Später hat er sich beschwert, Sie hätten sich als Kabinen-Nachbar immer so breit gemacht, bis er gefragt hat: „Olli, soll ich mich im Stehen anziehen?“
Das Schöne ist ja, dass er das immer mit einem Augenzwinkern sagte und wir dann gelacht haben. Bastian hat so eine gewinnende Art, die ihm auch später in der Karriere geholfen hat, Konfliktsituationen zu lösen.
Wie bewerten Sie seine Karriere?
Die ist optimal gelaufen, was die Erfolge betrifft. Wichtig ist in meinen Augen aber auch die eigene Zufriedenheit. Und Bastian macht auf mich einen sehr zufriedenen Eindruck. Was ich sehr schön finde: Er hat nicht bei fünf, sechs Vereinen gespielt, sondern seine Karriere im Großen und Ganzen beim FC Bayern durchgezogen. Durch den Champions-League-Sieg 2013 wird er mit einer Ära in Verbindung gebracht, mehr kann man nicht erreichen. Leider hatte er zum Ende hin durch die ständigen Belastungen immer mit seinem Körper und Verletzungen zu kämpfen.
Kommen wir zu den wirklich wichtigen Themen des Lebens. Stichwort Mode.
Na ja, seine Generation war natürlich etwas anders unterwegs. Aber auch ich als älterer, etwas konservativerer Typ hatte ja mal eine spätpubertäre Phase, da habe ich mich wieder angepasst. Wenn ich nur an die Kopfhörer denke, die alle heute ständig tragen. Da hätte man uns damals sofort entlassen (lacht).
Bei den Frisuren haben Bastian und Sie sich zeitweise aber wirklich nichts geschenkt.
Wir haben aber damals keine eigenen Friseure zur WM einfliegen lassen, außerdem gab es noch keinen Undercut. Der Undercut ist für mich der Vokuhila der Neuzeit. Zu Basti: Ich habe ihm irgendwann mal, als er wieder mit einer neuen Frisur ankam, eine Ansage gemacht: ,Ich glaube, du hast zu viel Zeit. Beschäftige dich lieber mit Fußball als mit deinen Haaren!’ Klar ging es da auch mal zur Sache. Er war dann zwei, drei Tage beleidigt – vielleicht hatte ich überzogen. Dennoch ist zwischen uns nie etwas hängengeblieben. Außerdem hat er nie seine Karriereziele aus den Augen verloren – auch dank Uli Hoeneß, der ihm offen die Meinung gesagt hat.
Was raten Sie Bastian zu seinem Karriereende?
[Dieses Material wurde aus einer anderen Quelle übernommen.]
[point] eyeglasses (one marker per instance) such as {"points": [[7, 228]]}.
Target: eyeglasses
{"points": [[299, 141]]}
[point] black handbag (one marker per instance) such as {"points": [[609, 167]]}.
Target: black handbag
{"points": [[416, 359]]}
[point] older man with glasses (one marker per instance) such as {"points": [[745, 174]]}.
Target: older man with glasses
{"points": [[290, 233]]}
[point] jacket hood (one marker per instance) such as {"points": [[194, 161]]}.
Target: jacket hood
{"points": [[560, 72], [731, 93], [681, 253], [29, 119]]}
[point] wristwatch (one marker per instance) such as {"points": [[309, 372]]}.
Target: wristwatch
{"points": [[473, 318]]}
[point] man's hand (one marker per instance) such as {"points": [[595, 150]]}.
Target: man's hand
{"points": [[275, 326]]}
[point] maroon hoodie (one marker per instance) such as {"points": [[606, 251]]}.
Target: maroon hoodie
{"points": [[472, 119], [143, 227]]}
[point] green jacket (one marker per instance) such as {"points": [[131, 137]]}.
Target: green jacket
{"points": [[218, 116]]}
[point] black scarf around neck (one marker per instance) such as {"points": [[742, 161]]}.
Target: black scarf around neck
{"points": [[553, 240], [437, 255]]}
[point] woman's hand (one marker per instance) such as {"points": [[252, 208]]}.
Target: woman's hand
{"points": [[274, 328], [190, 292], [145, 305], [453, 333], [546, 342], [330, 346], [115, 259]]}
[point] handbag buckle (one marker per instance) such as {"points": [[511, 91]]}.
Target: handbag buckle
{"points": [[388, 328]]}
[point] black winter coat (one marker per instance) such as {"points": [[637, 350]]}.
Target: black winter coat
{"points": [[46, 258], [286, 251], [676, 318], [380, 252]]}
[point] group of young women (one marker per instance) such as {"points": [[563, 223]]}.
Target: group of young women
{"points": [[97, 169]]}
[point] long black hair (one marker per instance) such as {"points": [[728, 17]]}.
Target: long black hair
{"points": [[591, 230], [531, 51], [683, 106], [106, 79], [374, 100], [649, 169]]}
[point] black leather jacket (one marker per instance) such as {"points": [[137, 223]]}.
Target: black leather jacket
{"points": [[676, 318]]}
Er sollte erstmal gar nichts im Fußballbereich machen, sollte die Distanz suchen, um dann zu spüren: Was will ich eigentlich? Er ist ja jetzt Vater geworden, führt mit seiner Frau Ana (die ehemalige WeltklasseTennisspielerin Ivanovic, d.Red.) ein ganz anderes Leben in Chicago. Ab und zu schreiben wir uns SMS, ich habe es aber leider nie geschafft, ihn dort zu besuchen.
Wäre Schweinsteiger nicht der perfekte Trainertyp? Vielleicht zunächst im Jugendbereich.
Das könnte ich mir gut vorstellen, aber er soll sich ausprobieren. Tatsächlich kann er Menschen für sich gewinnen, kann jüngere gut motivieren.